Clutter can be frustrating. You can work all day long and feel like you accomplished very little. Aside from simply being aggravating, it turns out that the stress which clutter promotes can lead to a host of physical and mental health issues. It all has to do with how your brain reacts to the clutter around you.
The Pain of Giving Up an Object
Researchers at Yale University in Connecticut have discovered that 2 different pain-related areas of your brain go crazy when you give up some item or object that you have developed a sense of connection with. Those areas are the anterior cingulate cortex and insular cortex (insula).
Your anterior cingulate cortex sends off warning signals when your hot chocolate is too hot, or you experience some other type of physical pain.
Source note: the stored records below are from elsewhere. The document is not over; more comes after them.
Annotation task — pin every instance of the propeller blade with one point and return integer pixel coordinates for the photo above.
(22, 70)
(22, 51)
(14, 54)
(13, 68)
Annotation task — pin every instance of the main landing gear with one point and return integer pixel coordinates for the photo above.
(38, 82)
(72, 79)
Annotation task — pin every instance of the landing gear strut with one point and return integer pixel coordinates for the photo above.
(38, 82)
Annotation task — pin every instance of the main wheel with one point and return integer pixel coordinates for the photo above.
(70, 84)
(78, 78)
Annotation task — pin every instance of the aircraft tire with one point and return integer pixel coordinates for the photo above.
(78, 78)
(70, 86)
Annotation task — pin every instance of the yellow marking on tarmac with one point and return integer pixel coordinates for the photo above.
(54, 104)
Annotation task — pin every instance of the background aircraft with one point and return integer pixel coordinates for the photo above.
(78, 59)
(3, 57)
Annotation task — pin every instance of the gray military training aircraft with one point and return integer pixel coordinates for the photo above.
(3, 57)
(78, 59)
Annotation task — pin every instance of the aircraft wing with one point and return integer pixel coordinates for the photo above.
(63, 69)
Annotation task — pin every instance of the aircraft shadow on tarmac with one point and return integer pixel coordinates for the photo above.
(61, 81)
Remarkably, when you give away or sacrifice a possession or item to which you are attached, this part of your brain reacts in the same way. When you are heavily invested emotionally or financially, the feeling of loss is accelerated.
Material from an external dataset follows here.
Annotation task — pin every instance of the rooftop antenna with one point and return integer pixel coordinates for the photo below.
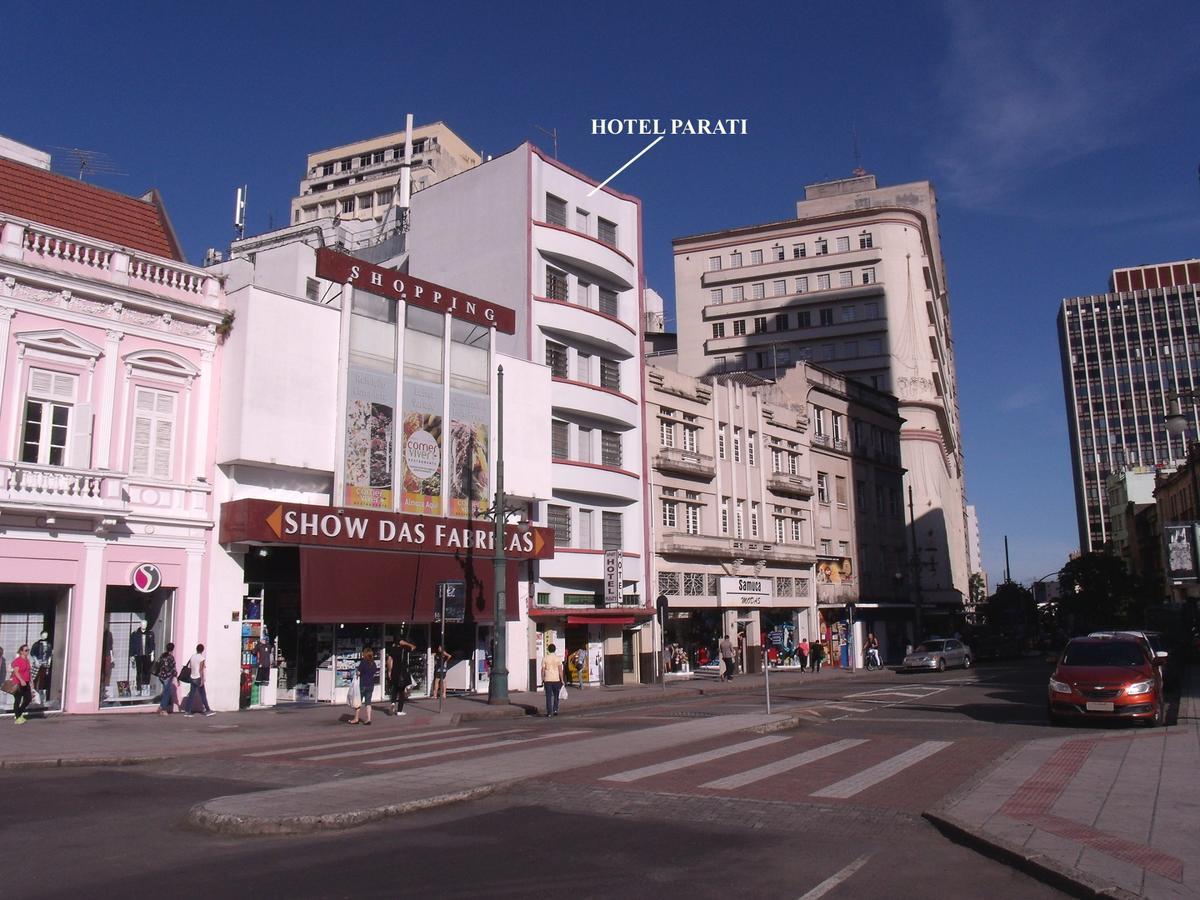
(81, 163)
(239, 213)
(552, 135)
Your insula is related with pain, how you empathize with others, and your awareness of your own emotional state. This area of your brain also reacts as if you have received some emotional or physical pain when you let go of a possession which has some type of personal value.
The Mental Difficulty of Beating Clutter
This hardwired response to giving away possessions is what makes defeating clutter so difficult for some. Usually, the way your brain responds to giving up an object only triggers a physical pain response if that object meant a lot to you. However, in some people it is difficult to part with something as simple as an old newspaper.
How can you use this information to your advantage if you are trying to declutter your life?
Understand that those painful emotions you are experiencing when you are contemplating giving up some item or object are natural. Give them their due. Experience them. Understand what they are, trigger reactions which happen to everyone.
Then, instead of surrendering to them, take control. If the best thing for you is to let go of a particular item, then do so. Look at your situation logically and objectively. Your brain is automatically reacting to the thought of “losing” something. However, that same brain craves order and discipline, which are 2 of the many rewards of a uncluttered life.